THE JUDICIAL POWER OF DEVELOPING UNWRITTEN LAW

The English common law was and is an unwritten law. To find it one has to look in legal treatises and reports of judicial decisions. Its historical development has been not unlike that of Rome. In Rome, as in England, there were in early times written enactments or governmental declarations of standing rules on but few points. Some of these writings were of special importance, such as the twelve tables of Rome and the Magna Charta of England. These were regarded as so bound up with the very life of the people as to have a place by themselves, and a superior force to anything to the contrary to which the free consent of the people was not formally given. But in general Romans and Englishmen preferred to make custom their law, and to let this law grow "not with observation," but insensibly from day to day as the needs of their social organization might be found to require. It was a wise preference, and founded on a better philosophy than they knew—than the world knew, until the theory of evolution was demonstrated by Darwin and applied to governmental science by Spencer.
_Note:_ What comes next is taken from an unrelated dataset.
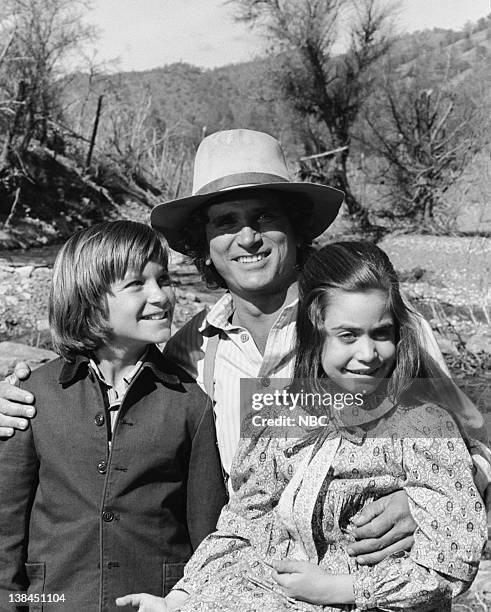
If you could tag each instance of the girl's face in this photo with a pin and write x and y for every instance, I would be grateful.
(360, 348)
(140, 307)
A customary law for a people of advancing civilization and power must expand with corresponding rapidity. There will soon be disputes as to what it is on certain points and a demand for some authoritative information as to this. In Rome, the priests gave it at first, and then the lawyers. In England, the priests never gave it, as priests. There was no sacred college of law. Priests took part in legislation. A priest, at the king's right hand, was his spokesman in doing equity. But it was from the first the king as a judge, or the king's judges deputed by him and sitting for him, who settled controverted questions of common law. For the Roman and for the Englishman the first representatives of government who could be called judges were primarily and principally executive officers. The Roman prætor was not given judicial functions because he had legal attainments. The aula regis of early England was composed of the great officers of state. The chief justiciar, however, soon ceased to be prime minister. His associates on the bench, as law became a recognized profession, came to be chosen largely for their fitness for judicial work and to be kept at it during the king's pleasure. At Rome, on the contrary, the prætorship remained a political place, held for a fixed term, and a brief one. Information as to the unwritten law applicable to any controversy between parties had therefore to be sought from others. The lawyers could give it; and it was to them, not to the judges, that resort was had. The opinion of a great jurist was for Rome what the opinion of a judge was for England. It was commonly accepted as conclusive not only by the people but by the courts.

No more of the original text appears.